Alerting & Notifications

LogPulse alerting monitors your log data in real time and notifies you when conditions are met. LogPulse provides two complementary alerting systems: query-based alerts (threshold counting, pattern matching, and log absence detection) and AI-powered anomaly detection that automatically learns service baselines and detects deviations using statistical analysis.

Each alert rule defines a condition, an evaluation schedule, one or more notification channels, and an optional escalation policy.
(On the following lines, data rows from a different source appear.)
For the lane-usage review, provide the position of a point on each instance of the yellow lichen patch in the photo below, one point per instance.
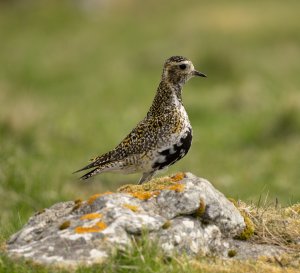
(178, 177)
(201, 209)
(167, 224)
(131, 207)
(231, 253)
(145, 195)
(92, 199)
(91, 216)
(65, 225)
(96, 228)
(176, 187)
(78, 204)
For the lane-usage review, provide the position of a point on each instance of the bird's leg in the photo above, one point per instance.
(146, 177)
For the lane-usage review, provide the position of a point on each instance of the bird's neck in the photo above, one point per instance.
(168, 97)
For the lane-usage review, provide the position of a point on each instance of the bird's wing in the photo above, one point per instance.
(144, 137)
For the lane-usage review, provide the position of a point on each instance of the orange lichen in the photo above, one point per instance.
(177, 177)
(92, 199)
(143, 195)
(96, 228)
(91, 216)
(175, 187)
(131, 207)
(78, 204)
(65, 225)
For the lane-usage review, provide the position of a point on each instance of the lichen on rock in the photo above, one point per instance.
(183, 213)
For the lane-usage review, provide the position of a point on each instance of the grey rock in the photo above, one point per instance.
(72, 234)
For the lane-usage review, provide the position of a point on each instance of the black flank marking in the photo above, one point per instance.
(181, 149)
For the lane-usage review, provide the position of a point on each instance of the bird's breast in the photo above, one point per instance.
(173, 151)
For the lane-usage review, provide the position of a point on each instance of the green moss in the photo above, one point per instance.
(248, 230)
(201, 209)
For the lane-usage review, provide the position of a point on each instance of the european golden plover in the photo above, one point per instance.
(162, 138)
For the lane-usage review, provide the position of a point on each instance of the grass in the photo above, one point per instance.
(74, 81)
(272, 224)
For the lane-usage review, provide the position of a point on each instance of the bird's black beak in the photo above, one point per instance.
(199, 74)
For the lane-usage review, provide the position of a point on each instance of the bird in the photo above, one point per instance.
(162, 138)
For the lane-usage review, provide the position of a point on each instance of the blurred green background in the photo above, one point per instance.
(76, 76)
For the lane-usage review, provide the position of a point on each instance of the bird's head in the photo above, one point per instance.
(178, 70)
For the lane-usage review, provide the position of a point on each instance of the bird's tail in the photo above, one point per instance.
(99, 164)
(91, 173)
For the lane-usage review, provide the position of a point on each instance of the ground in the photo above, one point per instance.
(67, 69)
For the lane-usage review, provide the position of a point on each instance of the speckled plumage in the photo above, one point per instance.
(163, 137)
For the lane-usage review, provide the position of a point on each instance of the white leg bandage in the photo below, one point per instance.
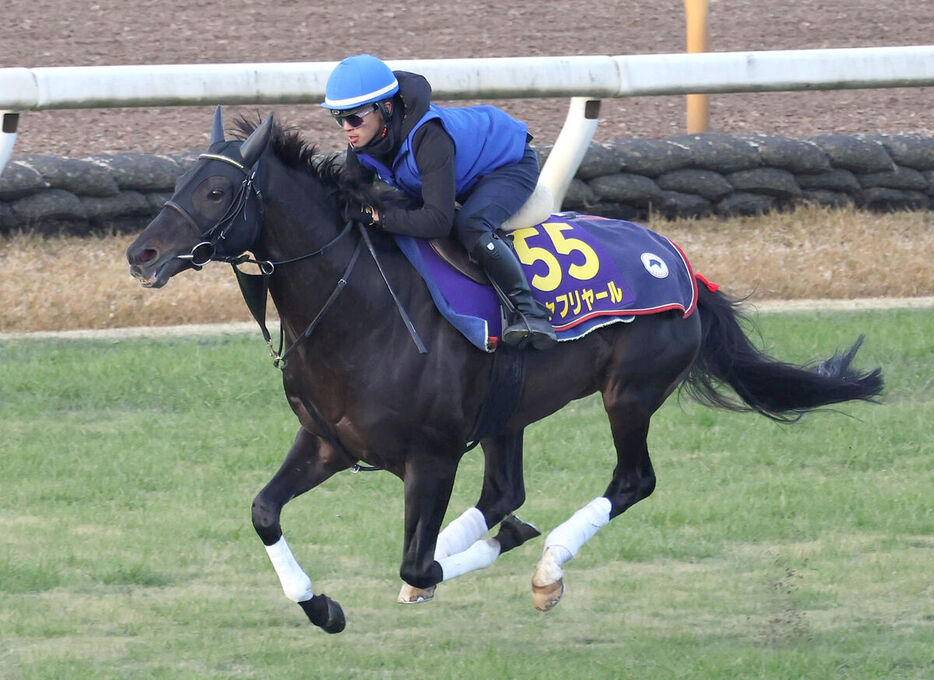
(568, 538)
(460, 534)
(478, 556)
(295, 583)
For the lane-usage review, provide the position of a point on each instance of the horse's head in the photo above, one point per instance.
(215, 212)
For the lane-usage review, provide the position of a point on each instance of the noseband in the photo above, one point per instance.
(206, 250)
(254, 287)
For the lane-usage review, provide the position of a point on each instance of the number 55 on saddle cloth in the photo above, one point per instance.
(589, 271)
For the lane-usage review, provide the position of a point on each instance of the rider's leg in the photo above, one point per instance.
(495, 198)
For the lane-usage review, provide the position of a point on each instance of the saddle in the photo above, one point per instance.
(535, 210)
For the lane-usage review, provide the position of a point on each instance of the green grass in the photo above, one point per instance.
(767, 551)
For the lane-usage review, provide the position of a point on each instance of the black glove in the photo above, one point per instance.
(361, 213)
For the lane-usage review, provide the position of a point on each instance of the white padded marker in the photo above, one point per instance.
(296, 584)
(579, 529)
(460, 534)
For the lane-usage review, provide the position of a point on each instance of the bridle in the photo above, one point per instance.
(206, 250)
(255, 287)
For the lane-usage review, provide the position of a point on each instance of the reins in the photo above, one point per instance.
(255, 287)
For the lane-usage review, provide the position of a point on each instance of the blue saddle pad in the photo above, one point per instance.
(589, 271)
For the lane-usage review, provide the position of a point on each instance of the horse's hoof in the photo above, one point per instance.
(513, 532)
(546, 597)
(412, 595)
(324, 613)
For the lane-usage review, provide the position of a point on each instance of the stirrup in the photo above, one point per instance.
(522, 333)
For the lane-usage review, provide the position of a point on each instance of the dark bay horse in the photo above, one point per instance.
(362, 391)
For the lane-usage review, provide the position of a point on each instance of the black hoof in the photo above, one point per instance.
(513, 532)
(324, 613)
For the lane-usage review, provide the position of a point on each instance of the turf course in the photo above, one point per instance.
(767, 551)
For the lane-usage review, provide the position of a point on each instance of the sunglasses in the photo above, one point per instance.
(355, 117)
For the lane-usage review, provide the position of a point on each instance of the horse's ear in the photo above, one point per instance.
(217, 132)
(256, 143)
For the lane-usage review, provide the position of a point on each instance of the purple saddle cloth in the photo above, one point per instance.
(589, 271)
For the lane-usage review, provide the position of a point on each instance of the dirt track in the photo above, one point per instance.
(66, 32)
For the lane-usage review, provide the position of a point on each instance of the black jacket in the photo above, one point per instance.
(433, 216)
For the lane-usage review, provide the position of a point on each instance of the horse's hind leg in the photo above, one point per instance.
(461, 547)
(309, 462)
(644, 372)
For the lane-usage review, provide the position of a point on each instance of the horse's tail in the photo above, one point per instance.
(773, 388)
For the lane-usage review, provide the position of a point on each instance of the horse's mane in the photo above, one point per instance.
(297, 153)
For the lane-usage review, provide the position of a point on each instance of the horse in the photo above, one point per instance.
(363, 392)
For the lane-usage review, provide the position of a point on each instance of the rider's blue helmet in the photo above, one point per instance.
(359, 80)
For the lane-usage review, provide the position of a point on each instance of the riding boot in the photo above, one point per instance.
(528, 322)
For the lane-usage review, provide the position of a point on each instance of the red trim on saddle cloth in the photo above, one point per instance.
(711, 286)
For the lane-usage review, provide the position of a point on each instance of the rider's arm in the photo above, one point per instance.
(434, 155)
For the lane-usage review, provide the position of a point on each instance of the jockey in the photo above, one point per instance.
(477, 156)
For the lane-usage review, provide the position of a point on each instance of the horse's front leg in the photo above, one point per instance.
(461, 548)
(428, 484)
(310, 461)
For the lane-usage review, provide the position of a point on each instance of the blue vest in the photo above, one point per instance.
(485, 138)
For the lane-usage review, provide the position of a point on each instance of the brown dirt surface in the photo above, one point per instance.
(103, 32)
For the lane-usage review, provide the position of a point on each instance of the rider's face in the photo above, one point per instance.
(363, 135)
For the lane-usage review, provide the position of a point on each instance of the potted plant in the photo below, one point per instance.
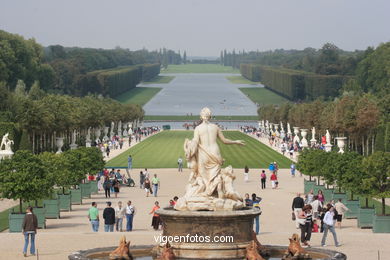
(24, 177)
(308, 164)
(377, 166)
(350, 164)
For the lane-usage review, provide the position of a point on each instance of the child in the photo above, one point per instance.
(315, 226)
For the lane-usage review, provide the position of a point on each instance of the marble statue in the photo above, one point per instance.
(210, 187)
(6, 142)
(327, 136)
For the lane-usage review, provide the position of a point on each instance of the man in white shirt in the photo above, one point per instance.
(130, 212)
(329, 225)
When a condition is met, LogPulse creates an alert event and dispatches notifications through the configured channels.

Alert TypeDescriptionExample Use Case
ThresholdFires when a count or aggregation exceeds a numeric threshold within a time window.More than 100 errors in 5 minutes
Anomaly DetectionAI-powered detection that learns service baselines and fires when metrics deviate beyond expected ranges using z-score analysis.Unusual spike in error rate compared to the learned baseline for this time of day and day of week
Pattern MatchFires when a log entry matches a specific regex pattern.Stack trace containing OutOfMemoryError
AbsenceFires when no logs matching a query are received within a specified time window.No heartbeat logs from payment-service for 10 minutes

Creating Alert Rules

To create an alert rule, navigate to Anomaly Detection in the left sidebar and click Create Rule. The rule builder walks you through the following steps:

1. Name and description: Give the rule a descriptive name and optional description. These appear in notifications, so make them actionable.

2. LPQL condition: Enter the query that defines what to monitor. The query runs on a schedule and its results are evaluated against the condition.
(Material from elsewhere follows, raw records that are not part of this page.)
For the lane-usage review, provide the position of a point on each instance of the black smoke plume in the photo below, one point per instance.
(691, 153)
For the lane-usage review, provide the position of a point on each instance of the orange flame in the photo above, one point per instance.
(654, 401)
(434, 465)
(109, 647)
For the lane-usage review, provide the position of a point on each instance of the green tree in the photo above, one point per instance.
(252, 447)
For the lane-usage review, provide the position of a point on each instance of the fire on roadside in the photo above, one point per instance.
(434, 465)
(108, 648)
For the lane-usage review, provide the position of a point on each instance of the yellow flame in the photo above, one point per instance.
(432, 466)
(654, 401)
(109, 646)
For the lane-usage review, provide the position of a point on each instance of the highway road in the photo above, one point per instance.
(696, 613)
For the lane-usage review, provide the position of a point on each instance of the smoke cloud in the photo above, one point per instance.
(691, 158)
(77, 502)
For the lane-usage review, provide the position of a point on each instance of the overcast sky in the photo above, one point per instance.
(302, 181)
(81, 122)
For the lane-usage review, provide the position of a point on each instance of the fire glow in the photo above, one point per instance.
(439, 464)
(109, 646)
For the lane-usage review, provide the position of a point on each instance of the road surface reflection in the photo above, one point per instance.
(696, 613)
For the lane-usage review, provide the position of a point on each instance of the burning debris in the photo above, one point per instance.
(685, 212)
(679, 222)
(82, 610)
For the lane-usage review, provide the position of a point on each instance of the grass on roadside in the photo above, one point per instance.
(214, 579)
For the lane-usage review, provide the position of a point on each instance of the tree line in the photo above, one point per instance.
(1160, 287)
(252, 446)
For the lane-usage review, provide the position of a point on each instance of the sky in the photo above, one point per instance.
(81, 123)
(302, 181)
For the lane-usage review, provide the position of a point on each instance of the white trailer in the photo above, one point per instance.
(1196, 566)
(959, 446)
3. Condition type: Select from Threshold, Pattern Match, or Absence. Configure the specific parameters for the selected type. For AI-powered anomaly detection, use the Anomaly Detection section in the sidebar instead.

4. Evaluation schedule: Set how often the query runs (evaluation interval) and the time window for each evaluation. The interval should be shorter than or equal to the window.

5. Severity: Choose from Critical, Warning, or Info. This determines the urgency of notifications and the escalation behavior.

6. Notification channels: Select one or more channels to receive alerts. You can assign different channels per severity level.

7. Click Save Rule to activate the alert.

Example -- Threshold alert rule
Name: High Error Rate - API Gateway
LPQL: source=api-gateway level=error | stats count as error_count
Condition: error_count > 50
Window: 5 minutes
Interval: 1 minute
Severity: Warning
Channels: #ops-alerts (Slack), [email protected] (Email)

Alert Conditions

Threshold

Threshold alerts fire when a numeric aggregation result exceeds (or falls below) a specified value. The aggregation is computed from the LPQL query results over the configured time window.

Threshold condition examples
# Error count exceeds 100 in 5 minutes
level=error | stats count as cnt | where cnt > 100

# Average response time exceeds 2 seconds
source=api-gateway | stats avg(attributes.response_time_ms) as avg_rt
  | where avg_rt > 2000

# Distinct error sources exceed 5
level=error | stats dc(source) as source_count
  | where source_count > 5
ParameterDescriptionExample
OperatorComparison operator: >, >=, <, <=, ==, !=> 100
WindowTime window for aggregation5m, 15m, 1h
IntervalHow often the condition is evaluated1m, 5m
ConsecutiveNumber of consecutive breaches before firing1 (default), 3

Anomaly Detection

Anomaly detection automatically learns baseline behavior for each monitored service using historical data segmented by day of week and hour of day. When a metric deviates beyond the expected range (calculated using z-score analysis), an anomaly is triggered. The sensitivity can be configured as low, medium, or high per service.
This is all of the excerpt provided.